The outcome of a Queensland Government de facto subsidy to domestic use of gas is that any benefit would flow to other states.  In effect this means the state is penalising the development of its own industry while subsidising consumers in other states.

A risk is introduced as well as additional costs on export-oriented industries.  Introducing such risks and costs is seldom beneficial but this is especially the case with CSG deposits in Queensland given the extensive nature of the reserves and a ready local market that can be supplied at relatively low capital cost.

Quantifying the effects of all these matters is very difficult.  However the Queensland Government's consultants (MMA/KPMG Econtech) have estimated that a 15 per cent reservation policy would bring a net cost in GDP terms of $67 million in 2005/6 dollars.  For Queensland, the loss is put at $53 million.



ENDNOTES

1.  Special thanks to Max Kimber for assisting in preparing this submission.

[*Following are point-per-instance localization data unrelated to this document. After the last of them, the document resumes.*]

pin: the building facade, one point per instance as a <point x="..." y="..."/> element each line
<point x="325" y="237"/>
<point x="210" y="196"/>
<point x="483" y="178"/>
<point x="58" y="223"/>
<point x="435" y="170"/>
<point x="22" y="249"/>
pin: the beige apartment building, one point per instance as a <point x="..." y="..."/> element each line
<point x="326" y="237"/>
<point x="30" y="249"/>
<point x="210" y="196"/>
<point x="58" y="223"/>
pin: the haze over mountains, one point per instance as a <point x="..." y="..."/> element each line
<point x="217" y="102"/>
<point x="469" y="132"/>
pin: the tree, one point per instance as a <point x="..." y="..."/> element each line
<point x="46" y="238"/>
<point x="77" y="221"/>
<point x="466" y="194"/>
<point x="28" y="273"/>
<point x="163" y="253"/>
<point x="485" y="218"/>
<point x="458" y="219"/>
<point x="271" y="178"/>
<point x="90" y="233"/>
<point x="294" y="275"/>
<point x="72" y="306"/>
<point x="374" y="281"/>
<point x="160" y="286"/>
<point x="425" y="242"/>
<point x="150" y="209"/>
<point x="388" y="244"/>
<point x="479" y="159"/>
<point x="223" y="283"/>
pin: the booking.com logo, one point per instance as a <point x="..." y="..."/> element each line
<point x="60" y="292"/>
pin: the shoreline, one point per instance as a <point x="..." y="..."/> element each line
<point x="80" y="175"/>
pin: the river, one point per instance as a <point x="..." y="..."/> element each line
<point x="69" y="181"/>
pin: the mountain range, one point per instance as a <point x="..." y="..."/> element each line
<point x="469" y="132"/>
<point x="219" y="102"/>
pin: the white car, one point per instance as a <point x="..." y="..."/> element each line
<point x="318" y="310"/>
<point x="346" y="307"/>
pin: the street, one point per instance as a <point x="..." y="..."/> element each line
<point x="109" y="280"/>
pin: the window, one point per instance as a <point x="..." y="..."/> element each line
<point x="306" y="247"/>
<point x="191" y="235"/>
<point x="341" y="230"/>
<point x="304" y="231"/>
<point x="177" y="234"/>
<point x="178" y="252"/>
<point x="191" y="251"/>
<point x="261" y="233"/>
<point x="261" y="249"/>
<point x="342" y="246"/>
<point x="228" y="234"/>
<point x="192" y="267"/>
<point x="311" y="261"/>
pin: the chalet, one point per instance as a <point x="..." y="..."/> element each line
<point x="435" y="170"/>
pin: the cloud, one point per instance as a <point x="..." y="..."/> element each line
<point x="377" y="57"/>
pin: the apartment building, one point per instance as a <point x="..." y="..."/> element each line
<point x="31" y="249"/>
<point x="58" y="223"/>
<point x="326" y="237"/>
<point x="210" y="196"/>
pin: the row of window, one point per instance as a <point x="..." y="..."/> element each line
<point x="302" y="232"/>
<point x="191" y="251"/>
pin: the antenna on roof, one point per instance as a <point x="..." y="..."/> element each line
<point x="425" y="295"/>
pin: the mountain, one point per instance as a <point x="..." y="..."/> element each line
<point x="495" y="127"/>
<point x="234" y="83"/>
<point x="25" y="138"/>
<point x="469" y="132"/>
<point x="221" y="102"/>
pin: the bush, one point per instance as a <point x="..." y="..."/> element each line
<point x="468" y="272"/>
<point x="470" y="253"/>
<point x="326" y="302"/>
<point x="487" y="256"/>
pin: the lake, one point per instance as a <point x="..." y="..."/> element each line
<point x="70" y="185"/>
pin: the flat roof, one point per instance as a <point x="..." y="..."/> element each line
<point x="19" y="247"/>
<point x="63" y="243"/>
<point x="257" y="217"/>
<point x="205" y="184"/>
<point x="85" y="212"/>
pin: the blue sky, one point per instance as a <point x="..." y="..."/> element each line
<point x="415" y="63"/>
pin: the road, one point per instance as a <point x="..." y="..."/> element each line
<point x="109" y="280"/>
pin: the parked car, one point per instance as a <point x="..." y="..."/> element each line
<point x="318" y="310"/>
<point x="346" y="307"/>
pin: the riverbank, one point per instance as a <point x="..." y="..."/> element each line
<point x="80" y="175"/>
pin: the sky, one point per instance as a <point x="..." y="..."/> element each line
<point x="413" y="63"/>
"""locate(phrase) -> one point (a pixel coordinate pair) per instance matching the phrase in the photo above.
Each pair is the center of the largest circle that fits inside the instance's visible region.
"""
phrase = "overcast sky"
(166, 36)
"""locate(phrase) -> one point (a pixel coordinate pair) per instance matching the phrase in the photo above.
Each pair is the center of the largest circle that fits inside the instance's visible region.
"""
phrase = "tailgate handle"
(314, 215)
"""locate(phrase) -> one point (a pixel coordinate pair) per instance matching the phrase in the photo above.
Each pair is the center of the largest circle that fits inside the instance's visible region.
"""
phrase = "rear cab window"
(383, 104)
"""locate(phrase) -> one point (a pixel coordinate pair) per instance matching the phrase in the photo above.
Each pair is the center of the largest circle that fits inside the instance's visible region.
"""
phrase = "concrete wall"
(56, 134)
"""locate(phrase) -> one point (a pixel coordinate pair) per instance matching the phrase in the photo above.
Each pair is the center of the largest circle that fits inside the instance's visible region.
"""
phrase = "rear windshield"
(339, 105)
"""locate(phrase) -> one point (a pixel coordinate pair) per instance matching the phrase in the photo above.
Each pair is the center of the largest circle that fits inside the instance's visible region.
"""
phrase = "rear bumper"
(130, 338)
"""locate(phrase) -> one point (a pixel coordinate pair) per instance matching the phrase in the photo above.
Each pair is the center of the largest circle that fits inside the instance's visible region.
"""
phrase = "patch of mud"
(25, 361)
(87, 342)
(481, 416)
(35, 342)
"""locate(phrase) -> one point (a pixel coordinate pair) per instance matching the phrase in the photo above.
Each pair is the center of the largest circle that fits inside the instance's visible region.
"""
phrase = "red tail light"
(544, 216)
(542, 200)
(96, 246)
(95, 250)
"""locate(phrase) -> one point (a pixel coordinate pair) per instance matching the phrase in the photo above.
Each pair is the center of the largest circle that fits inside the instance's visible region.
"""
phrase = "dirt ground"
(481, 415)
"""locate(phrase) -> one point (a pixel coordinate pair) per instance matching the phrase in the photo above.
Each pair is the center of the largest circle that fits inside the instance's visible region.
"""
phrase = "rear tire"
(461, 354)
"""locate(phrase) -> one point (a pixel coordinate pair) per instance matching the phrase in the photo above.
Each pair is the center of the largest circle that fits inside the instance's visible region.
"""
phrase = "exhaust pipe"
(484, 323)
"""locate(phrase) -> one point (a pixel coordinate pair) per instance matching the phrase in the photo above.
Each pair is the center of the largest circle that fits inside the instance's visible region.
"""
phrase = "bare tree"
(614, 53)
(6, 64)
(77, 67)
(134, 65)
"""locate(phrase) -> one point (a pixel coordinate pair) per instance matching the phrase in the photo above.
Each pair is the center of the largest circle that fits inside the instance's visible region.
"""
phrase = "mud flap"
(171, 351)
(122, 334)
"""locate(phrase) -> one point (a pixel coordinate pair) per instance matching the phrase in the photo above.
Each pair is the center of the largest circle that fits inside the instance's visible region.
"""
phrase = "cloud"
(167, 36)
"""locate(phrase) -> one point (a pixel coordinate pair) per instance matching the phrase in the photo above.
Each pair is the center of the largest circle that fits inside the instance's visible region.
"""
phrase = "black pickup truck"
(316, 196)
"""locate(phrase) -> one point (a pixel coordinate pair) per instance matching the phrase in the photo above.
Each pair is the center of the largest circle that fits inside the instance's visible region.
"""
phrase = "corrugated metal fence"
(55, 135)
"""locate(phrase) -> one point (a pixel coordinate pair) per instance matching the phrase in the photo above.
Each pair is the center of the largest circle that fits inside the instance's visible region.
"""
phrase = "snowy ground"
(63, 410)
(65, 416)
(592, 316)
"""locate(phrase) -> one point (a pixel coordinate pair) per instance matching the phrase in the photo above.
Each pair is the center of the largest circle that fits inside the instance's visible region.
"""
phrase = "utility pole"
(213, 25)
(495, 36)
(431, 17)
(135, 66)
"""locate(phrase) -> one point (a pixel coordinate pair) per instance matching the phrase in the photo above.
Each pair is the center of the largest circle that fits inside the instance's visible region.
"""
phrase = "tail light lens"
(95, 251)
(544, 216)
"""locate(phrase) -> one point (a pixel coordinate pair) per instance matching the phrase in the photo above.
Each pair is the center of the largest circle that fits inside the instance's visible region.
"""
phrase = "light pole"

2.  See http://www.dme.qld.gov.au/media_centre.cfm?item=793.0

3.  ABARE Energy in Australia 2009

4.  http://richardjwood.blogspot.com/2004/12/more-than-davy-lamps-and-canaries-coal.html

5.  http://www.bp.com/liveassets/bp_internet/globalbp/globalbp_uk_english/reports_and_publications/statistical_energy_review_2008/STAGING/local_assets/2009_downloads/statistical_review_of_world_energy_full_report_2009.pdf

6.  http://www.dip.qld.gov.au/resources/project/liquefied-natural-gas/final-mma-1-may-09.pdf

7.  Lower prices are presently being received.  The AFR of 30 July 2009 quoted:  "Woodside received $6.37 a gigajoule for the North West Shelf LNG it sold in the first quarter, down from $10.01 a gigajoule in the first quarter."